I questioned my palms, sweating and my body shaking as I waited for his response.”
“Of course I do y/n-ya why would you ask something like that?” He said with a look of shock written on his face.
“All we do is fight lately and hurt each other's feelings… and I saw you With Nico Robin earlier, how you were practically holding hands… Please be honest with me, do you like her?” I tell him, the question finally spilling out of my lips as tears begin to roll down my cheeks.

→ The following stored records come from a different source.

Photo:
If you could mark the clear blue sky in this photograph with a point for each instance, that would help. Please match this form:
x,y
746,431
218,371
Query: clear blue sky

“Oh love, I don’t like her, she’s just a nakama, you are the love of my life, the one I want to spend my end of days with, create a family with. I know I’ve been cruel lately because of stress but I didn't realize it was this bad if you're doubting my love for you” as Law spoke his fingers brushed away the tears from my eyes.
Oh, I thought the world of you
I thought nothing could go wrong
But I was wrong, I was wrong
If you, if you could get by
Trying not to lie
Things wouldn't be so confused
And I wouldn't feel so used
But you always really knew
I just want to be with you
“All I want to do is be with you” I state putting my heart out on the line.
Law brings his lips to mine in a bruise kiss as he tries to show me just how sorry he is that he’s made me feel this way, knowing that no matter what he says he won’t be able to properly convey his feelings.
“You know I’m such a fool for you. I thought no matter what I said or did, you’d still be in my corner, I’m a grumpy asshole with a lot of baggage and I know I need to work on myself better. I know I need to not work so much and dedicate time to just me and you. I’m sorry my love.
I will change, for both of us. You’ll never have to worry about whether or not I love you because I’ll shout it from the rooftops every day if I need to” Law stared me deep in my eyes as he said this, gripping my face gently but firmly in his hands.
Things wouldn’t be easy, hell I know we’ve been through it before but for the first time in a long time I held a hope I thought long forgotten.